The EIB is set to invest 60% of its MENA funding allocation in Egypt over the next year according to the Bank’s chief economist, Debora Revoltella, speaking to Daily News Egypt, citing significant new opportunities in the country.
The announcement appears to contradict the current investment sentiment regarding the country, which is struggling to shore up much needed funding. Just last month Egypt was in discussions with the IMF over a US$10bn loan which would assist the country in combatting dwindling foreign investment and FX reserves, which have been falling since the 2011 uprising. Reserves have almost halved since then and currently stand at about US$17.5bn.
Whilst the EIB seems willing to provide a significant amount of funding to the country, it is unlikely that other investors will be as keen to follow suit.
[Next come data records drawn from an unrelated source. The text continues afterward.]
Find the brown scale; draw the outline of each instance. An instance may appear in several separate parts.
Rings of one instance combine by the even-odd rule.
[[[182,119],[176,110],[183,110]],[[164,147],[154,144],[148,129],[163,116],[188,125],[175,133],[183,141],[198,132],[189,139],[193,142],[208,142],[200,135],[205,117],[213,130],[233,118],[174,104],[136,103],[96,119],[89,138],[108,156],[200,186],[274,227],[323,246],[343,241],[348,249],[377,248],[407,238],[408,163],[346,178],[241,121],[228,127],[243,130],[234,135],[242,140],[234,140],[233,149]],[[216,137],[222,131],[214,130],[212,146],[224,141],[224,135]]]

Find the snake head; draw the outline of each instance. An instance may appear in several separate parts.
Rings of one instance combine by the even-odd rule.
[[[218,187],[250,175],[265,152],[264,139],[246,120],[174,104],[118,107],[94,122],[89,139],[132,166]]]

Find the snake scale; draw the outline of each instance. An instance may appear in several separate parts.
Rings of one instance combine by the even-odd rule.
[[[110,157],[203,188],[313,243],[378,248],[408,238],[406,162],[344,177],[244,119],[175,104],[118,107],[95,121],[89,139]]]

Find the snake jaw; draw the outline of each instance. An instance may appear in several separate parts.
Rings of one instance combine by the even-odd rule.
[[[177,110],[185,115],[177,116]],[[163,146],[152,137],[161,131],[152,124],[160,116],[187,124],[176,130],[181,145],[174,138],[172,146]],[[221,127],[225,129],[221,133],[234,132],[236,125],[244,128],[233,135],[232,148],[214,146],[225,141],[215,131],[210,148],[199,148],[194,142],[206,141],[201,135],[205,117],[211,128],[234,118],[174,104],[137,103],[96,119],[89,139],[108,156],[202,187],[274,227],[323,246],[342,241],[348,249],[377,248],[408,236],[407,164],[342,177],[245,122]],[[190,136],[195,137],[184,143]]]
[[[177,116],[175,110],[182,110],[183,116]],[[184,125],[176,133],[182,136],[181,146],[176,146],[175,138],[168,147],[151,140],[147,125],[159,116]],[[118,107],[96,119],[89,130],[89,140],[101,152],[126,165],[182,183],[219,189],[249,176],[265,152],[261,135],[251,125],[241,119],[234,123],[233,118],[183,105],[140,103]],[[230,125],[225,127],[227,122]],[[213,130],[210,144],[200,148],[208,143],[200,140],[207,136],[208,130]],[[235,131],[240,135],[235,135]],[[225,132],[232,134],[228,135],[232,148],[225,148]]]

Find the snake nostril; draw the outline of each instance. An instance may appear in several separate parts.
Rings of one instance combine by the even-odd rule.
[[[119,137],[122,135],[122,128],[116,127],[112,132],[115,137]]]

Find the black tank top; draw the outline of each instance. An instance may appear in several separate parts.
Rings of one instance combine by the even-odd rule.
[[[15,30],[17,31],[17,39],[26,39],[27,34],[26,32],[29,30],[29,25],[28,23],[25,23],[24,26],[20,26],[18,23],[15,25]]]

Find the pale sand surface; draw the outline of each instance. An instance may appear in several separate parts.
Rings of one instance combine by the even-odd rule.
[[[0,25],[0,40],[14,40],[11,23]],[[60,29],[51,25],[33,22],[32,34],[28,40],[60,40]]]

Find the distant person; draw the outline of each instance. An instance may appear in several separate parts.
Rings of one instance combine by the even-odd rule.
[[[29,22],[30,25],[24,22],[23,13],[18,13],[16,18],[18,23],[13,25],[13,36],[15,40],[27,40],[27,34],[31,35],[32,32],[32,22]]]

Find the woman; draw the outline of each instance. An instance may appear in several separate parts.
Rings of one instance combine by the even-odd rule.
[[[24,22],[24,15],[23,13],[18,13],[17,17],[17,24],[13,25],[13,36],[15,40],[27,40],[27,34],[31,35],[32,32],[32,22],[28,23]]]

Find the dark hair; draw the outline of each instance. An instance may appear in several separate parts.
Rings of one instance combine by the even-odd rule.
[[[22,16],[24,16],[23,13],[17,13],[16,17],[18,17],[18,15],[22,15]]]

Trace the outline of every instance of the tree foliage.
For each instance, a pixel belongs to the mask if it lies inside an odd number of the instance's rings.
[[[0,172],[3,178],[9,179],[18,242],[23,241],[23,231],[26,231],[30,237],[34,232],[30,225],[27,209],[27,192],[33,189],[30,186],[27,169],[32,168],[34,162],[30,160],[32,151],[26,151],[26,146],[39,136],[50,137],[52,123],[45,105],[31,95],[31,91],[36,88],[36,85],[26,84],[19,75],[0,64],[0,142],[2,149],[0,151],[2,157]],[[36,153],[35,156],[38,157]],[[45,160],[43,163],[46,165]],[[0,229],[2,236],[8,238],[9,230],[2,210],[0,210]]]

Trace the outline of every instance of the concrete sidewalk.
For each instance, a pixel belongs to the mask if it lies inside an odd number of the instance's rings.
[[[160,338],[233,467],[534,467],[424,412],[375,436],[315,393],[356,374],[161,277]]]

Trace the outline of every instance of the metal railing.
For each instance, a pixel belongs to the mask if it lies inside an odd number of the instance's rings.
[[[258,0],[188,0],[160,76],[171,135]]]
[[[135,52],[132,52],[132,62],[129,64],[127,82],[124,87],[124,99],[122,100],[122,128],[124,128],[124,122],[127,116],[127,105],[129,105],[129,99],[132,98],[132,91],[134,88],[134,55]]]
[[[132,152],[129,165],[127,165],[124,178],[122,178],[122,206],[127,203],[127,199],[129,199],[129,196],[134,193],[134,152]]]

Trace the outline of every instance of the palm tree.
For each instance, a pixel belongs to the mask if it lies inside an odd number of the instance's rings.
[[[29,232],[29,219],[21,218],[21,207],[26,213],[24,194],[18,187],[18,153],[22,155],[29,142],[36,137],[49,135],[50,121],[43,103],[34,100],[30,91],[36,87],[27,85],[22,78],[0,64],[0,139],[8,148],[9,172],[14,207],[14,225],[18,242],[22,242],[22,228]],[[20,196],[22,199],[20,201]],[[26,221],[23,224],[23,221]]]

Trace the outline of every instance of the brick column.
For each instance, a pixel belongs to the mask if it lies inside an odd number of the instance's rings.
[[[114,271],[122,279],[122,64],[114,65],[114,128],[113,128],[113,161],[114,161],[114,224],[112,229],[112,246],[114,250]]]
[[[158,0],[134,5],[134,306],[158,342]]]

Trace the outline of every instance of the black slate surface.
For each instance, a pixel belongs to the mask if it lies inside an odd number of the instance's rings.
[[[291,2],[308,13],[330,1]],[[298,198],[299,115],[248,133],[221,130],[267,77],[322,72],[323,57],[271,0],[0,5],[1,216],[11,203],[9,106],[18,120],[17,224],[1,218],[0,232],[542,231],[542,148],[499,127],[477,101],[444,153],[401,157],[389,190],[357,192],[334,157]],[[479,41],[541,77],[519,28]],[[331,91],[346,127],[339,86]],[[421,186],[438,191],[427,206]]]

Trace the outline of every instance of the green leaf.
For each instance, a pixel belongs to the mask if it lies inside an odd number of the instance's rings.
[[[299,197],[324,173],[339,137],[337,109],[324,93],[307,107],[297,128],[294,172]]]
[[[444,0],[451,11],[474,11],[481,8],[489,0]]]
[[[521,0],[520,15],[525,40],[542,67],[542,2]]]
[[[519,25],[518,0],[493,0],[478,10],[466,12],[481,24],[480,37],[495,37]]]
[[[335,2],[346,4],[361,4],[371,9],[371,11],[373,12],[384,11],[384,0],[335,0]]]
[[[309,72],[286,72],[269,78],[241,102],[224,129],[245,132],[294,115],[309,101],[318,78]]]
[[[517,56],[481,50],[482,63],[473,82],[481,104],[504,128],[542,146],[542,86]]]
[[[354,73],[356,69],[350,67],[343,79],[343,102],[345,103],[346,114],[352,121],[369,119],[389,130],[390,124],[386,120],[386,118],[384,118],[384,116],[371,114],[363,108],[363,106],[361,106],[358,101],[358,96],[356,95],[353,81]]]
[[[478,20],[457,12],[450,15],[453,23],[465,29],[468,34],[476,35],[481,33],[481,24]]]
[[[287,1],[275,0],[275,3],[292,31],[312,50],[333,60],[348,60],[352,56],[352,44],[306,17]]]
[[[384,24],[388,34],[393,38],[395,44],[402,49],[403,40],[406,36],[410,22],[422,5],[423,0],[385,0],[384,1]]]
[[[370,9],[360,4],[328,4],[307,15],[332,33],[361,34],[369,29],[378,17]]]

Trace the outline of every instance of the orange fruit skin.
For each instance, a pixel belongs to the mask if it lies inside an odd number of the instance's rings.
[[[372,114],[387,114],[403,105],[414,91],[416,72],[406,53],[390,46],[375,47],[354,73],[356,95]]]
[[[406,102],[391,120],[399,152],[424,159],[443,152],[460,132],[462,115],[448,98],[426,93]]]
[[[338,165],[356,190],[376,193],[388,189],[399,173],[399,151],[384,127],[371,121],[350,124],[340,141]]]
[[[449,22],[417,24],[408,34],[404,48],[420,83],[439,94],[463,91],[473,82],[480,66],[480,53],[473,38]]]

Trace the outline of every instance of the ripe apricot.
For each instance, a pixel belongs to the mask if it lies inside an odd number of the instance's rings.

“If the EIB helps fund the government or other industries then it is unlikely that there will be any foreign investors,” said a senior investor based in Egypt.
The shortage in FX availability and convertibility in the country is the main reason behind a decline in foreign investment in Egypt.
Although the Egyptian pound currently trades at EGP8.87820 to the USD at the official exchange rate, it is trading at around EGP12.5 to the dollar on the black market.
“Investors are better off keeping their dollars, and they will want to see the FX rate stabilise before they part with their money.”
The investor added that unless the EIB offers financing packages to the country’s banking sector there will likely be no significant investor participation.
The FX issue could give rise to other problems. “Although political issues within the country have calmed, the government’s need to tackle the FX rate and inflation could lead to a rise in domestic disturbances.”
Such problems need to be addressed. Inflation in Egypt stood at 14% in June this year according to Trading Economics, up from 8.38% in July last year.
Despite the FX mismatch however, there are certain opportunities for investment within Egypt’s economy. Sectors such as energy, infrastructure, logistics and agriculture are likely to carry some appeal to foreign investors.
“Anything consumer-based could provide opportunities for investors, as with the pound’s devaluation imports are more expensive.”
Alongside the increased domestic consumption of local goods, export sectors could also provide investment opportunities, as they benefit from the devaluation of the pound.
The investor also noted that there were investment opportunities within the education and healthcare sectors as there had been a distinct lack of investment from the government in these areas.